Now that I was going back to the analog trunks, I had a voicemail problem. With only two trunks, taking an incoming call and forwarding it to cloud-based voicemail would use up all the trunks. I could have AT&T do the forwarding the way I had it set up on the old PBX, but I didn’t like that because the number of rings before no-answer forwarding took effect was unpredictable. All that led me in the direction of using PBX-based voicemail.
NEC has two voicemail packages; I chose the UM 8000, which has a web interface and will deliver voicemail messages via e-mail. It doesn’t have iPhone or Android clients like eVoice, but I wouldn’t want to punch holes in the firewall for such a client anyway. It does have a set of web pages optimized for phone-based (small screen) browsers; I passed on that. You can have it attach a WAV file of the voicemail message to the email, or just send a link to the voicemail system’s web interface. I chose the former, avoiding another firewall hole.

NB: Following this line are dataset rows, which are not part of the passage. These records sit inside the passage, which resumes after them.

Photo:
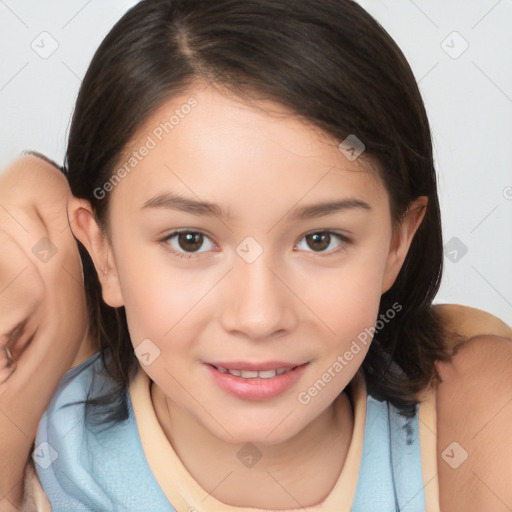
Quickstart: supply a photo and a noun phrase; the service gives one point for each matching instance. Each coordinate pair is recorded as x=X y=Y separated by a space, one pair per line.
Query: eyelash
x=345 y=241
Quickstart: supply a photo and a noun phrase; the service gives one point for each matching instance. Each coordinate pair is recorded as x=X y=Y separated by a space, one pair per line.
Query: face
x=244 y=240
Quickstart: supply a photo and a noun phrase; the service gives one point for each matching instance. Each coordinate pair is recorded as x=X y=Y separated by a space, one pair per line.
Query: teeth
x=247 y=374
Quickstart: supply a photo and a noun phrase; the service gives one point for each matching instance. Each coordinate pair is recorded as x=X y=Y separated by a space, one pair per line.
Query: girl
x=255 y=200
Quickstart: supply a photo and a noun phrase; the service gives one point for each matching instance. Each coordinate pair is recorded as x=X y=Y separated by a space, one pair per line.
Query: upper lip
x=252 y=366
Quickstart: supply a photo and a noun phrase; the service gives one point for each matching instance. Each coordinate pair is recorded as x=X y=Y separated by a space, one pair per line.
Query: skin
x=474 y=410
x=36 y=194
x=43 y=292
x=291 y=304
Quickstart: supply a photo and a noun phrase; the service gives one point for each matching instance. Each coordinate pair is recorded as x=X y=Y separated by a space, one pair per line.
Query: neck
x=297 y=473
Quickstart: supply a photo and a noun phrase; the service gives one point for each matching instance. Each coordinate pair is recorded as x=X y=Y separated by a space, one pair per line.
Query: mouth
x=252 y=381
x=255 y=374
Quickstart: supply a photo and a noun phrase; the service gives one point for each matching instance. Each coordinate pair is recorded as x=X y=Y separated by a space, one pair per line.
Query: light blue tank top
x=84 y=468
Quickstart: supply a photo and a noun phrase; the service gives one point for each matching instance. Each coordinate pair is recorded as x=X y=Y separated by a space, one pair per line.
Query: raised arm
x=43 y=316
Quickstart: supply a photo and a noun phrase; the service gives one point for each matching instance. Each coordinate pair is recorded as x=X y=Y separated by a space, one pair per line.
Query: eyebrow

You can also subscribe to RSS feeds from the NEC voicemail system, and it will send you a message every time someone leaves a voicemail message for you. I haven’t tried that.
There is supposed to be an Outlook plug in that turns off the message waiting light on your phone when the last message in your email inbox is read. If you use Exchange and leave Outlook running at home, this should work for messages read on your iPhone or Android: the phone email client marks the message read, then synchs with the Exchange server, which then synchs with the Outlook client running at home, which then turns off the message waiting light via the NEC Outlook plugin.
I wanted two mailboxes that a caller could select by pressing “1” or “2” after the voicemail greeting. I also wanted a general delivery mailbox that people would fall into if they didn’t press any digit. The UM 8000 offered that combination of features, and eVoice didn’t. The NEC voicemail system went one step further and allowed access to the general delivery mailbox from any phone on the PBX.
The NEC voicemail system offers a feature that was part of all the old standalone phone answering machines, but, sadly, disappeared with the advent of modern computer-controlled voicemail systems: the ability to listen to a message as it’s being recorded, and pick up the phone and talk to the caller if the mood strikes you. You can turn this off if you’re worried about privacy.